In another application, the pigeonhole principle governs compression algorithms which help to reduce computer file sizes. Furthermore, counting helps to optimize resource usage in the deployment of resources and algorithms to complete computer-based tasks in a structured manner (Wigderson, 2019).
Probability
Discrete mathematics covers the field of probability, which serves as a systematic manner of assessing risk and likelihood of events in a computer program or system. For example, probability can be used to calculate the risk of a system crash for a given program due to bugs or external attacks. Software programmers can use probability as a tool to calculate the likelihood that a system would exceed its capacity, resulting in a system crash.
Furthermore, conditional probability can be deployed as a means of calculating the likelihood of unwanted inputs, such as spam emails or flawed protein design structures, from entering a system, and can reject these unwanted inputs before they are included in the computer program or system.
Real-world applications of discrete mathematics in computer science
Discrete mathematics has a range of natural applications in computer science. These include designing message routing paths, spam detection systems, cryptographic protocols and executing web searches, identifying strong sorting algorithms and verifying them for efficiency, and designing high-speed networks. These applications are underpinned by key discrete mathematics principles such as set theory, number theory, counting, probability and logic.
Conclusion
In conclusion, discrete mathematics has a variety of applications for computer science, in areas such as algorithm design, graph theory, number theory and counting. Computer science students with a background in discrete mathematics will thus be able to design, construct and manage algorithms, computer system architectures, distribution systems and operating systems in a more effective manner, by being able to identify and analyze key patterns from mathematical data to form functional tools and frameworks for computer programming.
References
Ezugwu, A. E. S., & Adewumi, A. O. (2017). Discrete symbiotic organisms search algorithm for travelling salesman problem. Expert Systems with Applications, 87(1), 70–78. https://doi.org/10.1016/j.eswa.2017.06.007
Hunter, D. J. (2021). Essentials of discrete mathematics. Jones & Bartlett Learning.

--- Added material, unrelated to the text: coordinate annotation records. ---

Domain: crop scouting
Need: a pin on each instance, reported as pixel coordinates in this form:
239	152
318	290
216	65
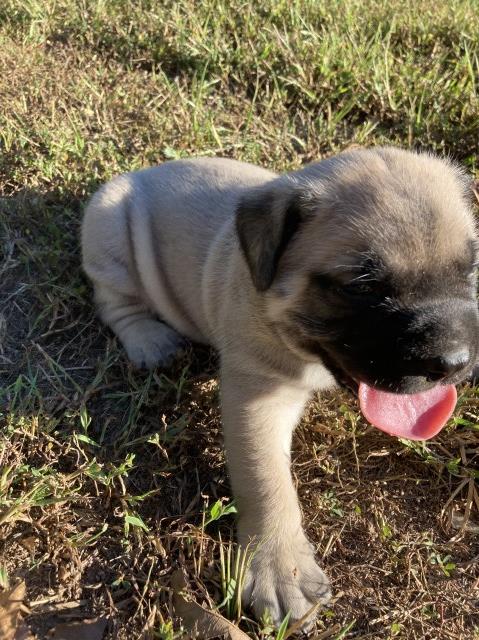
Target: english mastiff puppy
357	269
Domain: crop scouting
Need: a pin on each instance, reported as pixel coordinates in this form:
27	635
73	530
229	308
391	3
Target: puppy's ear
266	220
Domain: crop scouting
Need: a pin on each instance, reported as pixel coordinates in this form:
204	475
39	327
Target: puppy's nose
446	364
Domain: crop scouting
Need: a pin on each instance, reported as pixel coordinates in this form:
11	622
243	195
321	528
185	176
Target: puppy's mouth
417	416
413	416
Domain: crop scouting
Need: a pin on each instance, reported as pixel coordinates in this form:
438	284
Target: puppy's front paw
284	578
149	343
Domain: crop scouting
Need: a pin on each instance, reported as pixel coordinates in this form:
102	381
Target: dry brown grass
88	444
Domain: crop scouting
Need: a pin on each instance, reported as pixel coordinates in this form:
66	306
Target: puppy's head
367	262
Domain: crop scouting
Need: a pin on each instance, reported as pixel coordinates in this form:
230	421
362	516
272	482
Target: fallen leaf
198	621
10	604
86	630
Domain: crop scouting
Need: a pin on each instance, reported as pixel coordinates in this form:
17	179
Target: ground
109	476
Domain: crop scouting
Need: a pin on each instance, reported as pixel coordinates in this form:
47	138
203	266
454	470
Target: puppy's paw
150	343
283	579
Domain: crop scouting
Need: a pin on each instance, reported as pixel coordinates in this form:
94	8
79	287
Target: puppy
359	268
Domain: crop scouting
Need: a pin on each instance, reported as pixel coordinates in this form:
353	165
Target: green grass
108	475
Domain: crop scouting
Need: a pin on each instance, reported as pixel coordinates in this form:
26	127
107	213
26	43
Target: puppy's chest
316	377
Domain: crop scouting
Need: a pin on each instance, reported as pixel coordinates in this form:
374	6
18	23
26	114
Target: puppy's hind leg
147	341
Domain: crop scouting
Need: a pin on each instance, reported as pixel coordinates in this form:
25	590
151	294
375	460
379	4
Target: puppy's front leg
259	417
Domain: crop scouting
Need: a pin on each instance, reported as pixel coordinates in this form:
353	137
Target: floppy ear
266	220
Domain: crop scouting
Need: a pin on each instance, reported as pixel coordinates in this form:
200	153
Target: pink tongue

Ralston, A. (1982). De Bruijn sequences — a model example of the interaction of discrete mathematics and computer science. Mathematics Magazine, 55(3), 131–143. https://doi.org/10.1080/0025570X.1982.11976970
Schmidt, G., & Ströhlein, T. (2012). Relations and graphs: discrete mathematics for computer scientists. Springer Science & Business Media.
Tilahun, S. L., & Ngnotchouye, J. M. T. (2017). Firefly algorithm for discrete optimization problems. KSCE Journal of Civil Engineering, 21(2), 535–545.
Wigderson, A. (2019). Mathematics and Computation: A Theory Revolutionizing Technology and Science. Princeton University Press.